Aamaar Shastha, Aamaar Satta (2009)
Translation: My Body, My Self
Our Bodies, Ourselves Project
Two organizations, Sanlaap (India) and Manavi (United States), collaborated on the Bangla adaptation of “Our Bodies, Ourselves.” Published as a booklet in 2009, it is based on two sections of “Our Bodies, Ourselves”: sexual health and self-care.

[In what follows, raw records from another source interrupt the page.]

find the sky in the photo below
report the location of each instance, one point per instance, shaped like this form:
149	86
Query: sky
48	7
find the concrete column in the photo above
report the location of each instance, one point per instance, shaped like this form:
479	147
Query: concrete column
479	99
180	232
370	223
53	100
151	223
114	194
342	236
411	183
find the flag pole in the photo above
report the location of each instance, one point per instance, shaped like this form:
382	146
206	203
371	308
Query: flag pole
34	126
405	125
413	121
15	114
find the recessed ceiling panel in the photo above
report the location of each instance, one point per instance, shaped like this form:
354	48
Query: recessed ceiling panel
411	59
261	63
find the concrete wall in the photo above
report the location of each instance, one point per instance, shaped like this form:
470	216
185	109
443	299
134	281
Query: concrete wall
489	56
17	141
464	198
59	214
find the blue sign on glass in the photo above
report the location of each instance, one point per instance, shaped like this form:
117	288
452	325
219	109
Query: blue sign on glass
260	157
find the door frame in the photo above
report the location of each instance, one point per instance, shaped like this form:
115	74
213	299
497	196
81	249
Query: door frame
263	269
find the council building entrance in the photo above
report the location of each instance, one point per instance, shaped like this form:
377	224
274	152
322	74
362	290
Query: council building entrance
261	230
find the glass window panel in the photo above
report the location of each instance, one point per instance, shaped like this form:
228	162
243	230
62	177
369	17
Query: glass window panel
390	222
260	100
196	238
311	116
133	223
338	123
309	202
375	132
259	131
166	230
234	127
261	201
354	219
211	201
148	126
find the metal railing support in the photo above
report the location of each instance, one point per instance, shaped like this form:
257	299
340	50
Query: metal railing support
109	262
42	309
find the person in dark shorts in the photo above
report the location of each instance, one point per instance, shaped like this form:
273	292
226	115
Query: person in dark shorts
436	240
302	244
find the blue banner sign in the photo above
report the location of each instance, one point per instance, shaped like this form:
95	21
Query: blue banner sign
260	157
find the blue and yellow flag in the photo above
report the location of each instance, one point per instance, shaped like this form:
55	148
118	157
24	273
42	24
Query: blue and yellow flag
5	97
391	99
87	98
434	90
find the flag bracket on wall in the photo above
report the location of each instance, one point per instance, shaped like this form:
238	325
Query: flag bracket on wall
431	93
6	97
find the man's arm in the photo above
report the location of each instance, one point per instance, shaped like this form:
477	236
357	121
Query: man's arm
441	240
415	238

Both Sanlaap and Manavi have impressive records implementing culturally and linguistically sensitive programs for women and girls in their communities. As a result, the booklet integrates input from rural and urban communities and activist leaders in the Indian state of West Bengal and neighboring Bangladesh, and responds to the specific needs of Bengali women and girls within a broader social, cultural and political context.
The booklet provides evidence-based information on a range of issues, including those particular to the South Asian context. Examples include: skin whitening, which has gained cross-class and cross-gender popularity in India due to perceptions of fairness being equated with affluence and beauty; nutrition, in response to an influx of high-calorie junk food in the Indian market due to increased purchasing power; and the dynamics of same sex relationships and safe sex practices — a first for health information in Bangla.
With 1,500 copies in print, the booklet is distributed in rural and urban West Bengal and Bangladesh, via an extensive network of NGOs, school libraries, panchayats (village councils), health providers and educators. Sanlaap is also connecting with policy makers. Both the West Bengal state health minister and chairperson of the State Commission for Women have received copies of the booklet and are interested in increasing access to its contents.
The booklet, which is available both on this website (see below) and on the website Abasar, has been viewed over 50,000 times, primarily by people in Bangladesh.
The OBOS Global Initiative provided extensive support on this project, most notably with start-up planning, as well as fundraising and promotion. Post publication, OBOS helped increase access to this resource by making it available online for free.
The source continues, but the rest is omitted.